Pseudonymization is subject to tests to reduce breaches. For pseudonymized data to pass the reasonableness test, it would need the scrutiny of the “motivated intruder” analysis, with a close examination of the likelihood of the stolen data becoming re-identified and, as already mentioned, robust methods would need to be in place to prevent the likelihood of pseudonymized data becoming re-identified.

However, even with the robust re-identifying process, pseudonymization still falls within the remit of personal data and will not be subject to the get out of GDPR provision applicable to that of anonymized data.

How can pseudonymization be implemented within an organisation?

There are some ways to pseudonymize personal data. It will depend upon the organisation and the data protection impact assessment (DPIA) in place at each organisation. An organisation should look at the following guidelines:

  1. Privacy by design is an effective and popular strategy. It allows for improved privacy protection where pseudonymization implementation takes place at the outset of any new project.
  2. Scrambling of data, using software techniques to mix up or obfuscate letters to make the data unrecognizable.
  3. Encryption used to render original data unintelligible with the process irreversible without access to the correct decryption key. It is a requirement of the GDPR for additional information (such as decryption keys) to be stored separately from the pseudonymized data.
  4. Masking is a technique allowing for certain aspects of data to be hidden by the use of random characters or other data. Banking organisations are very familiar with this type of pseudonymization, with the masking of credit card numbers for example stored as “XXXX XXXX XXXX 0001”.
  5. Tokenisation is considered best practice and used by many payment providers such as credit card companies. It protects data by replacing sensitive data with tokens while keeping it in such a format that it can still be processed. For many organisations, it is the preferred method of pseudonymization. It may be used by legacy systems in that, by maintaining data that is specifically required for processing and analyzing but keeping sensitive data hidden.
  6. Hashing transforms data into an indecipherable piece of data called a hash value. The hash value becomes the original data’s summary, and it is almost impossible to decode the original data with no knowledge of the unique formula used to create the hash value.
  7. Encryption of data prevents third parties from having access to the data so only authorized users have access to the encryption keys.
  8. Public key cryptography, allows data entered by one user to be read by a different user, but without the first user having to share their encryption key with the second user.
  9. Physical partitioning so that systems are managed independently by separate teams, running on separate hardware and resources without the ability to share.
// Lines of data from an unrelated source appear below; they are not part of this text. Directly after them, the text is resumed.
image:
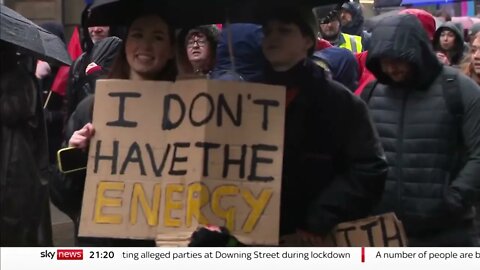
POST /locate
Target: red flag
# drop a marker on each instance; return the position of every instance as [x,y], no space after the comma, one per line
[59,85]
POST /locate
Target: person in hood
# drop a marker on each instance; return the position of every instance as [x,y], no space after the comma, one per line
[351,19]
[246,61]
[342,65]
[429,25]
[79,84]
[474,30]
[471,67]
[24,198]
[432,142]
[449,44]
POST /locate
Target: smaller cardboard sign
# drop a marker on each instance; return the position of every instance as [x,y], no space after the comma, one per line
[377,231]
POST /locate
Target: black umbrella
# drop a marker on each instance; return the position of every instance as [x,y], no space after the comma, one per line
[31,38]
[186,13]
[370,23]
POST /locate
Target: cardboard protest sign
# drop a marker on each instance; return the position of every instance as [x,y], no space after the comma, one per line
[377,231]
[169,156]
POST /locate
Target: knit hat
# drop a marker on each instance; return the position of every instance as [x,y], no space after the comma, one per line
[475,29]
[427,20]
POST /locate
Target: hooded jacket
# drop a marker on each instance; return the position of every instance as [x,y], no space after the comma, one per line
[456,54]
[333,164]
[81,82]
[429,186]
[429,25]
[24,197]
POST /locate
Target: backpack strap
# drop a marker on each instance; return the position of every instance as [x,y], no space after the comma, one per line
[368,91]
[452,93]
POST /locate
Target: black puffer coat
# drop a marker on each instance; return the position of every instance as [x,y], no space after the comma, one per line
[429,186]
[333,167]
[24,197]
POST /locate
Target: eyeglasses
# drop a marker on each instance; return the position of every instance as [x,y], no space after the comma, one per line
[200,43]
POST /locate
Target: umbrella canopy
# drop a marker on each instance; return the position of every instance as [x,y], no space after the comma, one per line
[465,22]
[186,13]
[31,38]
[370,23]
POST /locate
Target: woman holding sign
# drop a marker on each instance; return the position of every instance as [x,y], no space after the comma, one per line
[148,54]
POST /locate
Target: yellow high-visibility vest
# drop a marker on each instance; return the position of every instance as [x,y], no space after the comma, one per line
[352,43]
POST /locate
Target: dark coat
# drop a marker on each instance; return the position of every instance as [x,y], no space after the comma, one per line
[24,197]
[333,167]
[431,185]
[81,84]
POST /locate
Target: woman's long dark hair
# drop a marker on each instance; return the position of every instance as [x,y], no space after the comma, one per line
[121,69]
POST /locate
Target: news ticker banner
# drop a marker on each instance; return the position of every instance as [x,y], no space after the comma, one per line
[239,258]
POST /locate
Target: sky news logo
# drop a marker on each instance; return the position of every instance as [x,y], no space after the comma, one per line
[63,254]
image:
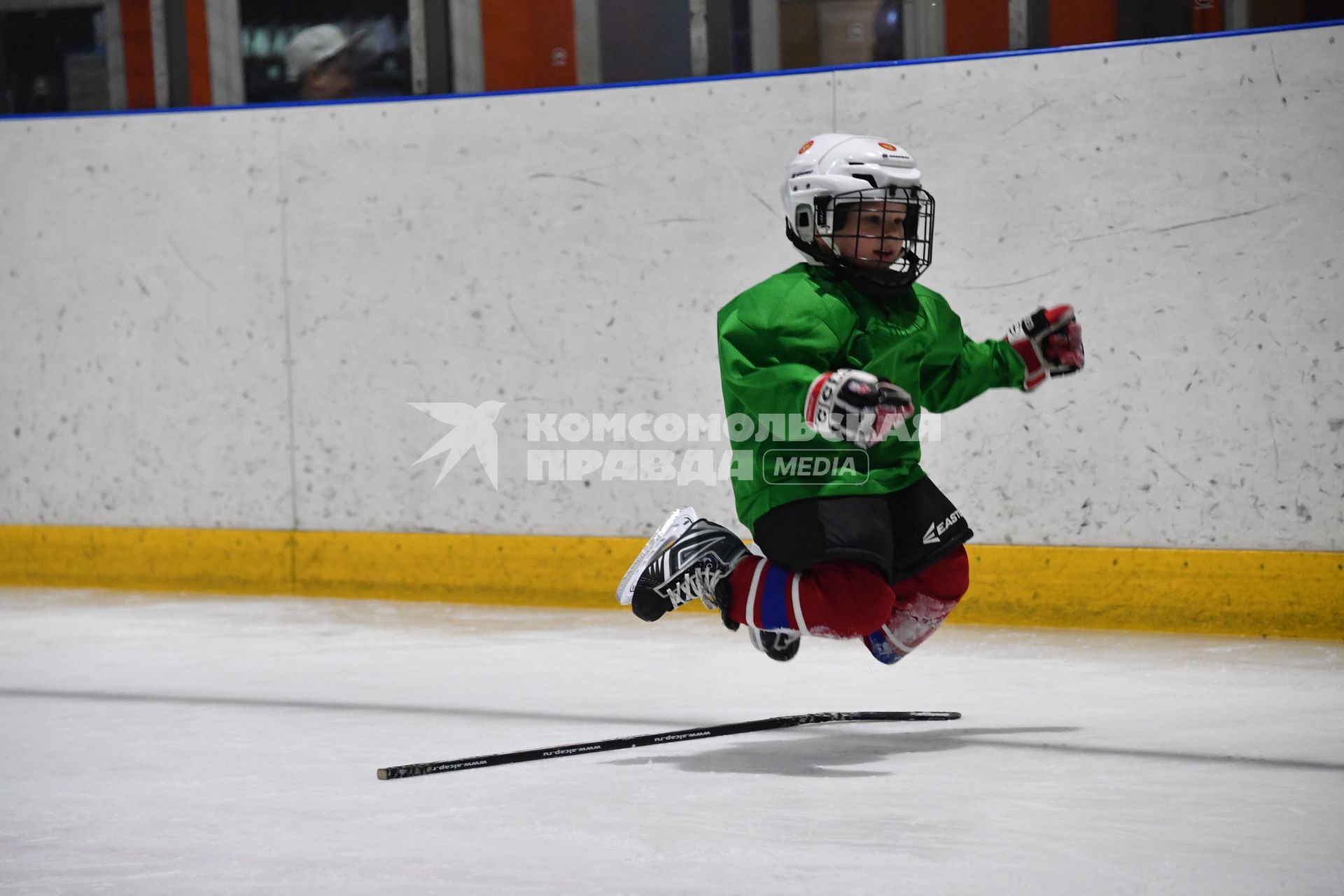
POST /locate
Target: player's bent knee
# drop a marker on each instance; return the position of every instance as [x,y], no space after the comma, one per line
[853,599]
[949,578]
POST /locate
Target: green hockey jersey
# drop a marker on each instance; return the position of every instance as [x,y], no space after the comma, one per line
[778,336]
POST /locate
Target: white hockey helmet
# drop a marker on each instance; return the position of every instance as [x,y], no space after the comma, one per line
[831,176]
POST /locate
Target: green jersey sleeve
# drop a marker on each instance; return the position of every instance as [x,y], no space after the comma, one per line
[774,343]
[964,368]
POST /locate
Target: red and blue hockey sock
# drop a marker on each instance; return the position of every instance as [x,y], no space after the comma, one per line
[836,599]
[921,606]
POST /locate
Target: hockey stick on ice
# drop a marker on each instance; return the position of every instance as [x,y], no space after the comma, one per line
[644,741]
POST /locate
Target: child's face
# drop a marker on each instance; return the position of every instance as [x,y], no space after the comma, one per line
[872,234]
[330,80]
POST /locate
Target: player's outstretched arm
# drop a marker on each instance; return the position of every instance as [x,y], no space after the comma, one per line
[1050,343]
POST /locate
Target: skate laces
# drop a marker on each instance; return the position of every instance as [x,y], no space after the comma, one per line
[698,582]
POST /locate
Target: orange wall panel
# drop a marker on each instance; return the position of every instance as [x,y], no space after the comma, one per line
[198,54]
[976,26]
[528,43]
[1073,22]
[139,49]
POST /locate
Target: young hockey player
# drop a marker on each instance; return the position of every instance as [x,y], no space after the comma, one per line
[851,344]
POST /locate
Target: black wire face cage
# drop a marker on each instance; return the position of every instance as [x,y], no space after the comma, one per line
[883,235]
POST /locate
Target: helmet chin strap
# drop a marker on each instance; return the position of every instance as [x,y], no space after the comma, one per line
[885,280]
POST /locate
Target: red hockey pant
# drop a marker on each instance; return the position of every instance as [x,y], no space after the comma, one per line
[844,598]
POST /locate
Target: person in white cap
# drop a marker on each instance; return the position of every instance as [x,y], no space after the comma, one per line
[319,59]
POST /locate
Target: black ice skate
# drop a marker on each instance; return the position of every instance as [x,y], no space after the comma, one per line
[777,645]
[687,558]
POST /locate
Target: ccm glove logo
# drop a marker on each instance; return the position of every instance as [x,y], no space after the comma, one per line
[855,406]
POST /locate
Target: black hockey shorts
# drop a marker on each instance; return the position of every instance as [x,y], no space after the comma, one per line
[901,532]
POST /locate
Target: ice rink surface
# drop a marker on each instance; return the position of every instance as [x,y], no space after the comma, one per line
[171,745]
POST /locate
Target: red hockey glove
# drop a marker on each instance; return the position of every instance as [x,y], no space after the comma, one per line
[1051,344]
[855,406]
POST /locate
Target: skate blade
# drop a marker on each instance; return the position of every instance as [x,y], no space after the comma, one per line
[667,533]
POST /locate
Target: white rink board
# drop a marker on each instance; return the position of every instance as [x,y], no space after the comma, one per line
[222,746]
[566,251]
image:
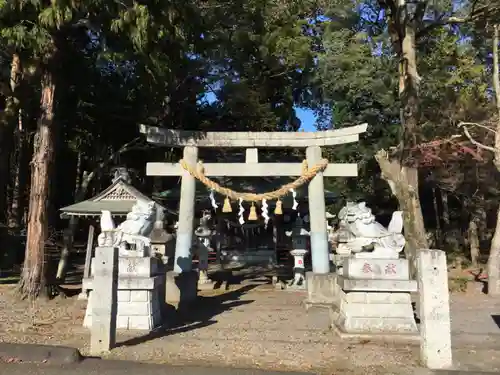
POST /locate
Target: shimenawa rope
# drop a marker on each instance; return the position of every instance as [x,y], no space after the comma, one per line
[307,175]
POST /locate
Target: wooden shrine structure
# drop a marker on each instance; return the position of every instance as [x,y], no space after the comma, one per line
[252,141]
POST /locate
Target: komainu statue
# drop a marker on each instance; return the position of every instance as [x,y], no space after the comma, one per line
[361,235]
[131,236]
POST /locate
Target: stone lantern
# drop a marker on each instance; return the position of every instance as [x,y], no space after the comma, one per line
[160,237]
[299,243]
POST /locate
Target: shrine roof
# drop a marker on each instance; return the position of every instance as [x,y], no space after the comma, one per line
[118,198]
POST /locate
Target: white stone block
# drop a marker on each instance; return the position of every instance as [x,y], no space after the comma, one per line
[122,322]
[137,267]
[133,308]
[435,327]
[140,322]
[139,295]
[374,313]
[124,296]
[385,269]
[377,285]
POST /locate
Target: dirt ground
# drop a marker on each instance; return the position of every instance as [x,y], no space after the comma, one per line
[253,325]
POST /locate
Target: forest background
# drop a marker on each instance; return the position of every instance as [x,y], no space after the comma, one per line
[77,77]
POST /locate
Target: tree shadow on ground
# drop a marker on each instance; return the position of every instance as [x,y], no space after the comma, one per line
[496,319]
[232,277]
[190,316]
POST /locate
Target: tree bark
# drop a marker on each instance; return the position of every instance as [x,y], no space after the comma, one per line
[439,232]
[403,182]
[33,277]
[20,176]
[446,211]
[7,126]
[402,178]
[494,258]
[473,242]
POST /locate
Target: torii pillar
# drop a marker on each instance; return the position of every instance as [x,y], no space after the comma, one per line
[319,281]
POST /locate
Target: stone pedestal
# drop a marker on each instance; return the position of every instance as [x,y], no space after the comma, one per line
[139,298]
[374,300]
[203,280]
[299,281]
[181,287]
[322,289]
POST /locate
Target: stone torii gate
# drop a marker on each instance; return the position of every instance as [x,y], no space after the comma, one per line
[311,141]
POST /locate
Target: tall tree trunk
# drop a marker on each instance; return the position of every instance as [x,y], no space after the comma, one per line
[20,170]
[402,178]
[33,277]
[439,232]
[73,223]
[494,258]
[446,211]
[473,237]
[7,126]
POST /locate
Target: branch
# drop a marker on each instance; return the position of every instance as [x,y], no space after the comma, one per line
[471,139]
[474,15]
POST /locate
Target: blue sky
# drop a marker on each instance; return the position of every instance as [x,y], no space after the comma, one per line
[307,118]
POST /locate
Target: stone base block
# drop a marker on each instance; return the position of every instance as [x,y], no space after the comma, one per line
[374,313]
[322,289]
[137,310]
[181,287]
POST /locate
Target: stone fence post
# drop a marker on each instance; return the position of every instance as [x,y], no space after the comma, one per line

Benefits of pseudonymization

The GDPR recommends data pseudonymization as an appropriate measure that organisations may implement as a data protection method. There are some practical benefits highlighted below of using this method of data protection and whilst these may not be as far reaching as anonymization, they still help organisations to meet their data privacy obligations:

  • Organisations can be confident in continuing with existing policies and processes that otherwise would be impossible under the strict data privacy regulations.
  • Data can be kept, albeit not intact, and the costs mitigated to that of protecting data rather than managing the entire data.
  • The method of pseudonymization allows for the reassigning of personal data with the data subject whenever required in line with the GDPR, such as the right to be forgotten. Data subject access requests is a process that is not possible with anonymisation until the original data is maintained (a paradox of the concept of anonymisation) thus, data pseudonymization is a data protection method that works better for dealing effectively with data subject access requests (DSAR).